Leo intentó levantar los hombros, pero eso le arrancó una mueca de dolor.

—Coge bien —gruñó pasándose la mano por las costillas.

—¿Y por qué no la trajiste entonces? —preguntó Guido con aquel tono de inocencia que no le creían ni los siete arcángeles.

—¡¿Estás loco?! —replicó Leo con disgusto—. ¿Qué haría yo exactamente encerrado seis semanas con una mujer estúpida y empalagosa como esa?

—Me encantaría decirte que eres un machista, arrogante y misógino de mierda —murmuró Guido suspirando—. Pero sé que tú no estás en tus cabales y que la chica no tiene absolutamente nada de malo, su único problema es que no es ella.

Señaló al sobre que descansaba, intacto, encima de la mesa, y Leo entendió que era el momento de conversar.

Abrió el sobre y encontró una invitación finamente diseñada, no podía esperarse otra cosa para la boda de una de las herederas del Imperio Di Sávallo. No tenía fotos, solo dos nombres que volvieron a helarle la sangre y le hicieron apretar la mandíbula.

«La familia Di Sávallo se complace en invitarlo a la boda de la señorita Mía Di Sávallo con el señor Giordano Massari, que se celebrará el día 28 de enero en los jard…»

Leo prefirió cerrar la tarjeta y no seguir leyendo. Ya no era parte de la familia Di Sávallo, o al menos ya no participaba en ninguno de sus eventos, ni sociales ni familiares.

—Hiciste bien en alejarte —dijo Guido de repente, mirando por la ventana, donde el cielo empezaba a verse un poco oscuro.

—¿Cómo sabes que…? —Leo jamás había hablado de eso con nadie, ni siquiera con él, aunque fuera su mejor amigo.

—¡Por favor! ¿De verdad me crees tan idiota? —bufó Guido con impaciencia—La boda de Mía, tú casi matándote en un coche por eso, y ocho años sin contactar directamente con tu familia. Soy experto en descubrir estafadores, Leo, ¿crees que no puedo sumar dos más dos?

Leo echó atrás la cabeza y se mordió el labio inferior con una rabia y una impotencia que no sentía desde hacía años.

—Yo… no podía seguir cerca de ella —fue lo único que dijo.

—Te enamoraste de tu prima. ¡Eso sí está jodido, hermano!

—¡¿Y te parece que lo hice a propósito?! —bramó Leo con rabia.

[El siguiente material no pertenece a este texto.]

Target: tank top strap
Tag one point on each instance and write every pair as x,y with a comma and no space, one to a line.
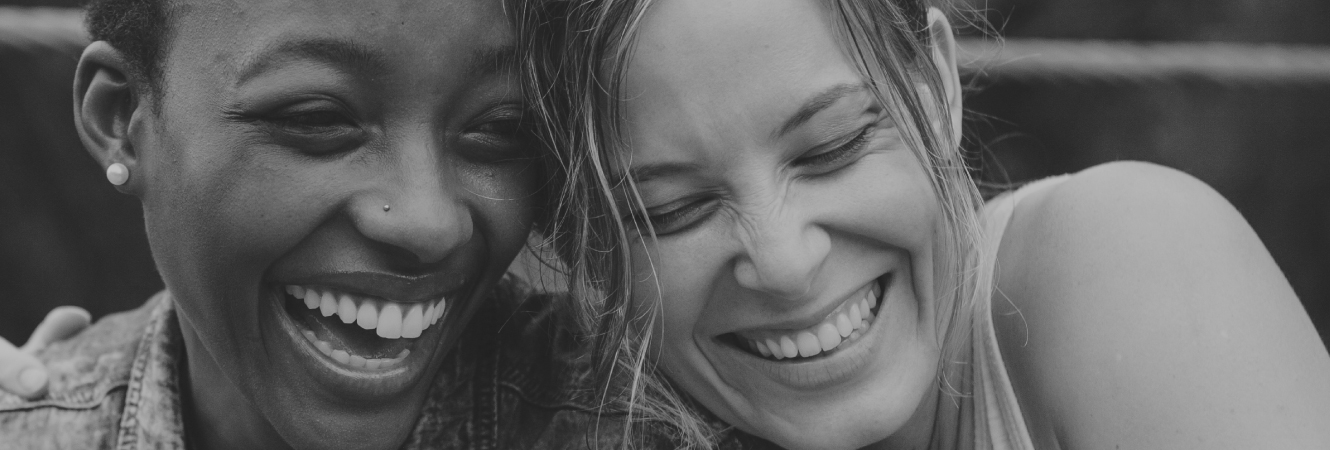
999,424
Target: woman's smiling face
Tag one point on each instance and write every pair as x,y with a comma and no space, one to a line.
355,155
796,226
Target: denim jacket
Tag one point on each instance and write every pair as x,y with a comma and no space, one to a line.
516,380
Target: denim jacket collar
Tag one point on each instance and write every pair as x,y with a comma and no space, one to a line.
152,417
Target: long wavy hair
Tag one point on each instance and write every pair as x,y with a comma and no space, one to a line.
580,49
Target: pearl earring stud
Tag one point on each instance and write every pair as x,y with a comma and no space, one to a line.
117,173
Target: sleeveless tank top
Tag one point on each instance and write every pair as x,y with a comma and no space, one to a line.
998,421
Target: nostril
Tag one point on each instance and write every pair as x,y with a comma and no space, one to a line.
418,232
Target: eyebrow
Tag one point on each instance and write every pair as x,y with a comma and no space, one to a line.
329,51
491,60
817,104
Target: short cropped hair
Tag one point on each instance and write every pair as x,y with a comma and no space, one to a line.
137,28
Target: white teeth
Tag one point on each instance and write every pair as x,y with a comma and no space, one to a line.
341,356
390,321
776,349
346,309
327,305
367,317
809,345
354,361
311,298
761,348
788,348
842,325
412,322
829,337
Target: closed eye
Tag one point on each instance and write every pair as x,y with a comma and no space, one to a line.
839,153
678,216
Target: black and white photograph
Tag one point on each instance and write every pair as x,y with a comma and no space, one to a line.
664,224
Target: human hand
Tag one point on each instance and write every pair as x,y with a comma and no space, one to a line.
20,372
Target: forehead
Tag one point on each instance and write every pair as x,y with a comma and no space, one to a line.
708,69
237,36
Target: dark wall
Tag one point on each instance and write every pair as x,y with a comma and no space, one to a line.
65,236
1286,21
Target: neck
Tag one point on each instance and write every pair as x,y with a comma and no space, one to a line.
217,414
942,421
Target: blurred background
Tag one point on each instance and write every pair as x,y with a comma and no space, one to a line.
1233,92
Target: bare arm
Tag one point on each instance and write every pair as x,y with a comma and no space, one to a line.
1156,320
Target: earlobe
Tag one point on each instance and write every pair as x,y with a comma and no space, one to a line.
942,43
107,96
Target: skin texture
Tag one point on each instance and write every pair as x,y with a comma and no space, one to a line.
1172,328
757,230
1135,306
282,131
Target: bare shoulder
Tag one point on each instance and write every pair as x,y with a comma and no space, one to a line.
1136,308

—¡Precisamente por eso te digo que está jodido! —replicó Guido—. Nadie se enamora a propósito, y si después de tantos años te sigues poniendo así… ¡con razón no te he conocido ni media relación seria!

Leo negó con la cabeza, frustrado.

—Hubiera destrozado a mi familia si se hubieran enterado —murmuró con los ojos llenos de tristeza—. Preferí ser el hijo malagradecido que prefería separarse de su familia, que ser…

—Que ser el tipo trastornado que se enamoró de su prima —terminó Guido por él. Ser su mejor amigo no le dejaba pelos en la lengua—. Tienes razón, el Imperio Di Sávallo se hubiera venido debajo de saberse que algo así había pasado en la familia.

Durante algunos minutos el silencio dominó el ambiente, y luego Guido se atrevió a preguntar:

—No vas a ir a esa boda, ¿verdad?

Leo negó.

—No, voy a quedarme mis seis semanas de reposo, solo, en el infierno que sea que me hayas preparado, y donde espero que hayas tenido la decencia de poner mucho alcohol.

Su amigo quiso hacer un gesto risueño, pero no había una gota de broma en las palabras de Leo. Sin importar que el lugar al que lo llevara fuera el más hermoso de la tierra, seguiría siendo su infierno personal durante las próximas semanas.

—Estamos yendo a la cabaña de Lago Escondido —declaró—, así que por lo menos tendrás aire acondicionado en el infierno.

…Esa era forma muy linda de decir que las temperaturas estarían bajo cero.

Lago Escondido.

Ushuaia.

Literalmente el fin del mundo.

—Me vas a dejar ahí para que no me pueda escapar ni queriéndolo, ¿verdad? —rezongó.

—Exactamente, y hasta Dios está de mi parte porque anunciaron tormenta de nieve para dentro de tres días —replicó Guido—. Más te vale quedarte ahí, Leo Di Sávallo, porque de corazón no quiero verte destrozar tu vida.

Leo cerró los ojos con cansancio y se juró que iba a pasar las próximas seis semanas ahogado en alcohol, pero solo.

…Por desgracia, sus juramentos tenían a Dios, al clima y a Mía sin cuidado.